29 Avril 2005 À 17:10

La gestion des espaces collectifs a toujours été une préoccupation majeure des collectivités rurales à travers toute leur histoire. Elle touche une variété d'espaces et s'opère de façon presque insistante autant les problématiques sont constantes et identiques.

L'existence de ces mêmes collectivités villageoises repose, de toute évidence, sur l'occupation et la mise en valeur de ces espaces. Le souci majeur est constant. Il consiste à assurer la cohésion du groupe.
Pour se faire, le groupe se meut dans l'enceinte du village, s'organise, produit des règles de droit à tous les niveaux les plus variés.

L'on se limitera dans cette escapade à ne soulever que certains aspects, à charge pour nous, de poursuivre cette investigation dans d'autres livraisons. Les trois volets que nous soumettons au débat sont l'enceinte du village, igherm, le terroir agricole et le partage de l'eau.

Dans son ancienne configuration, igherm est un espace qui est entrain de disparaître pour ne laisser que des vestiges et des ruines muettes et désolantes dans les fabuleux paysages ruraux de notre pays. Il est pourtant porteur d'un discours historique fort et consistant. Il est le dépositaire de toutes les traditions, les structures, les coutumes, parties intégrantes de notre patrimoine et de notre culture. En égard à l'importance du sujet, nous n'avons jamais cessé d'attirer l'attention sur ces chefs-d'œuvre en péril, ce patrimoine, cette culture qui sont entrain de disparaître sous nos yeux.

D'autres voix se sont élevées depuis lors. Igherm est un espace multi-dimensionnel. Il signifie d'abord l'espace physique de résidence, de cohabitation et nourrit de ce fait la dimension d'appartenance et de filiation par référence à un espace : uygherm, ayt igherm ( le ou les gens du village ) ce qui présage déjà d'une cohésion et d'une appartenance commune.

Il est ainsi le centre et le moule de toute l'organisation sociale, économique, culturelle et politique. Le choix d'un espace de ce type permet de montrer certains de ses aspects, d'abord au niveau du cadre lui même, ensuite dans ses composantes humaines, ses rapports internes et externes et enfin dans ses aspects de la vie quotidienne liée à son organisation et aux principaux mécanismes qui les soutiennent.

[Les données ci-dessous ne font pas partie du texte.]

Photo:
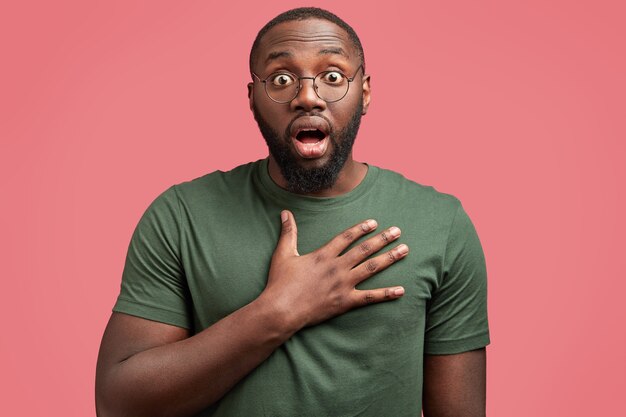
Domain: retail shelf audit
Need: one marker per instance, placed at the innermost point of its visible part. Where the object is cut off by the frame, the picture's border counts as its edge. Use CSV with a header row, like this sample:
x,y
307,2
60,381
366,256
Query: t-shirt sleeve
x,y
456,318
153,281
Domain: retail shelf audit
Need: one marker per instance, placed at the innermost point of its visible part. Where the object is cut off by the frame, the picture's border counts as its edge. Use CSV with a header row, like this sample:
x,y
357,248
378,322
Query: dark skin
x,y
146,368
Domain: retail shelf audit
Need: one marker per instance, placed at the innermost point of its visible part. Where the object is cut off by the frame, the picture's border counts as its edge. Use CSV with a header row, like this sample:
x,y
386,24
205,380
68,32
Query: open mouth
x,y
310,136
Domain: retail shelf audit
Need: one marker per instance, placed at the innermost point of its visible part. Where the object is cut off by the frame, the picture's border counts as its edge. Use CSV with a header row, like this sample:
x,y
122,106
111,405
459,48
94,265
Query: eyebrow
x,y
286,54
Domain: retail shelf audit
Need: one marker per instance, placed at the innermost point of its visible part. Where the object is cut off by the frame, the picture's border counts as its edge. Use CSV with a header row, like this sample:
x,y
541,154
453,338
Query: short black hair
x,y
304,13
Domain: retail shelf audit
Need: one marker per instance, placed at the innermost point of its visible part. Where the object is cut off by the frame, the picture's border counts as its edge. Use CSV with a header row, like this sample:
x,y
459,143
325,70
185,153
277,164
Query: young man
x,y
285,287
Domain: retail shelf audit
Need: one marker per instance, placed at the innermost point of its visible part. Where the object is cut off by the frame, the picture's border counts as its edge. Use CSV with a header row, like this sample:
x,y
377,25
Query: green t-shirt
x,y
202,250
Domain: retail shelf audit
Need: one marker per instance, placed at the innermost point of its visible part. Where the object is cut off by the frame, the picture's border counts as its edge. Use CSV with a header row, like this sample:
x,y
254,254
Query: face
x,y
309,140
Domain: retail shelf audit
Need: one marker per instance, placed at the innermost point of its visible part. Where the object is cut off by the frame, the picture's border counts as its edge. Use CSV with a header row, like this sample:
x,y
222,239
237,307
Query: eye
x,y
333,77
281,79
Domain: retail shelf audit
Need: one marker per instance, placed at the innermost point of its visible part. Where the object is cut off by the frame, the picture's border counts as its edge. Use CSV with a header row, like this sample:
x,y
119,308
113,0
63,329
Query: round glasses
x,y
330,86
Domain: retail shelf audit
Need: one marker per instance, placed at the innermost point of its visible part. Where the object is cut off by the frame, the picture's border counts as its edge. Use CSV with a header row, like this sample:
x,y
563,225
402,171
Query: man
x,y
285,287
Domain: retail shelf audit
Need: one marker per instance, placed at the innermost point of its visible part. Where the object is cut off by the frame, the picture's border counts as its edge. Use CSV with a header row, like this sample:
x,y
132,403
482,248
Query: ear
x,y
251,94
366,93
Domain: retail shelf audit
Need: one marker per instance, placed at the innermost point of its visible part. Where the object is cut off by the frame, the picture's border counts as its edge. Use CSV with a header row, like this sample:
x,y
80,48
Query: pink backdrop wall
x,y
517,108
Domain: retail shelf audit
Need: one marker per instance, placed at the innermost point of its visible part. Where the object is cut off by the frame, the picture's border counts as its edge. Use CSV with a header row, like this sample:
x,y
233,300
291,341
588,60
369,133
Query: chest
x,y
227,262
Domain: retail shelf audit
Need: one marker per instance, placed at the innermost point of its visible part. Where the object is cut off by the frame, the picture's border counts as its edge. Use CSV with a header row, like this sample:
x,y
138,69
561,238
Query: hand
x,y
312,288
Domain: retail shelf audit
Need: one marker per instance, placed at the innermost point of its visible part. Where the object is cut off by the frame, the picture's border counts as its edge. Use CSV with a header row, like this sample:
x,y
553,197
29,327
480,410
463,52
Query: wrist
x,y
281,322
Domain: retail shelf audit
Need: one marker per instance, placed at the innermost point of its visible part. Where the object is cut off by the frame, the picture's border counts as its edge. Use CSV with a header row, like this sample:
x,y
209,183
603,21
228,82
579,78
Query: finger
x,y
340,242
362,298
288,240
376,264
370,246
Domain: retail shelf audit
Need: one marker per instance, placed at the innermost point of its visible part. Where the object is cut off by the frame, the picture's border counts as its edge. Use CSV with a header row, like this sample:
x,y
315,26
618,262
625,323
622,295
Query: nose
x,y
307,99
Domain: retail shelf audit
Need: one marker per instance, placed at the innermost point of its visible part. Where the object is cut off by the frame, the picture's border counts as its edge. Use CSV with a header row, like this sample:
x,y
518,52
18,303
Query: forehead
x,y
305,39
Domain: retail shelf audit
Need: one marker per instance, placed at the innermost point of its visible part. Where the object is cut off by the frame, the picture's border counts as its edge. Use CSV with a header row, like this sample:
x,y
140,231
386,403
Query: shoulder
x,y
218,179
425,198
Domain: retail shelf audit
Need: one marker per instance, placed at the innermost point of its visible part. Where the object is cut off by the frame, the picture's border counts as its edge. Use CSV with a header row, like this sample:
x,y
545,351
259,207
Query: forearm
x,y
182,378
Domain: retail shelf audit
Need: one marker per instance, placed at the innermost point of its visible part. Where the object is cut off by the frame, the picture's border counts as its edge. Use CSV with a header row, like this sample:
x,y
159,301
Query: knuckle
x,y
371,266
287,228
331,272
319,257
364,247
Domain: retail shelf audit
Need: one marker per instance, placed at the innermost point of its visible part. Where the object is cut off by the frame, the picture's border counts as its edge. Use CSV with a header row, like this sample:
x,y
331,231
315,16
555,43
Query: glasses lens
x,y
331,85
281,87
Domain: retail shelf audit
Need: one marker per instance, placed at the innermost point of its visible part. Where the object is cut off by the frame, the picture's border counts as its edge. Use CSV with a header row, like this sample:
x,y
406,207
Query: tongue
x,y
309,139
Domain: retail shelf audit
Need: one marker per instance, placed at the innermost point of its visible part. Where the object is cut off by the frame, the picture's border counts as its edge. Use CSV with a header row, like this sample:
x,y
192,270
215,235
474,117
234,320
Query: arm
x,y
147,368
454,385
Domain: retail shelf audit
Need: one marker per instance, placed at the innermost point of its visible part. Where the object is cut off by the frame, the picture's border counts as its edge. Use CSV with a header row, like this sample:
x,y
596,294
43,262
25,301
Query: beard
x,y
302,180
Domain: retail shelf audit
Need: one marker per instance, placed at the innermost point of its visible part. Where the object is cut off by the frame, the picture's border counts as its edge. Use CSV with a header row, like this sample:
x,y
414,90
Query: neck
x,y
349,177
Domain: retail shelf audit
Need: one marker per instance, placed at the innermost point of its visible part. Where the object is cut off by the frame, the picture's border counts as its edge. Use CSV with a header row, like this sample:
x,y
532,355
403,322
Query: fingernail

Chaque igherm a son histoire colportée par les anciens au fil des temps. Certains de ses segments nous sont parvenus par des manuscrits de familles. Cette histoire suscite de l'intérêt. Elle se fonde sur des indications qui leur sont presque identiques : sa fondation, sa dénomination qui peut être double, ses composantes sociales et familiales, ses conflits, ses alliances internes, les évolutions des lignages dont il est formé et enfin sa distribution dans des espaces en son sein Sa composition interne est intéressante.

Elle est simplement la transposition de la stratification et de la sédimentation inhérente au processus et à l'histoire de son peuplement. D'ailleurs, les multiples transactions immobilières attestent des mutations spatiales faites au profit de nouveaux allogènes.

D'autres sanctionnent des extinctions de certaines familles originelles. L'histoire sociale de ces groupements est à plus d'égards intéressante car elle est porteuse d'une dynamique qui défie celle des collectivités apparemment plus imposantes. Ses rapports avec les autres villages sont tantôt conflictuels, tantôt d'alliance.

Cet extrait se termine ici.